Nigeria’s House of Representatives Ad-Hoc Committee on cryptocurrency and POS operations has raised alarm over the Securities and Exchange Commission’s (SEC) proposal to hike the capital base requirement for Virtual Asset Service Providers (VASPs) from ₦500 million to ₦1 billion.
During a technical session with regulators and security agencies, the Committee, led by Olufemi Bamisile, labeled the proposed jump as high and prohibitive, warning it could stifle innovation, shut out local startups, and push operators underground.
Details of the Proposed Policy
- The SEC’s original benchmark was ₦500 million, which is currently in force while consultations continue.
- The proposed increase to ₦1 billion is intended to ensure only credible, financially stable operators enter the space, along with a requirement for fidelity bonds (insurance against internal fraud or losses).
- The Committee recommended SEC revisit and moderate the threshold to avoid excluding genuine, growth-stage innovators in Nigeria’s digital finance ecosystem.
See more related: Nigeria Intensifies Crackdown on Crypto Investment Scams
Role of EFCC & Confiscated Digital Assets
During the session, the Committee requested the EFCC (Economic and Financial Crimes Commission) to submit full records of all crypto assets confiscated in criminal investigations, as the SEC’s regulatory framework is refined.
The EFCC confirmed they maintain designated digital wallets across regional offices to securely custody seized crypto holdings.
Implications for Nigeria’s Crypto Ecosystem
Risks of Overregulation:
A capital requirement as high as ₦1 billion may disproportionately favor large firms—especially foreign or well-funded exchanges—while sidelining smaller, homegrown innovators. This could limit competition and stifle entry in Nigeria’s vibrant crypto scene.
Innovation at Stake:
Nigeria is among Africa’s most active crypto markets.
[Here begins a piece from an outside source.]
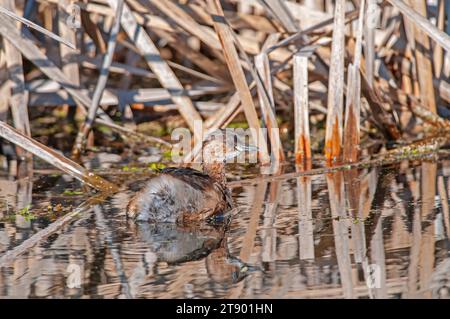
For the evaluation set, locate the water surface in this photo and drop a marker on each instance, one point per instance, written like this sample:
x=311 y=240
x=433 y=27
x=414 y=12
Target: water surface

Preventing smaller startups from participating could slow local fintech development, reduce employment in Web3, and erode Nigeria’s position as a crypto leader.
Regulatory Signal:
The panel’s intervention suggests lawmakers are keen to balance consumer protection with innovation-friendly regulation. This could pressure SEC to adjust course before finalizing the rule.
Conclusion
The House Reps’ advisory to SEC is a reminder that regulation must be measured, equitable, and growth-oriented. Nigeria’s crypto future depends not only on oversight, but on frameworks that empower local operators to thrive—not force them out.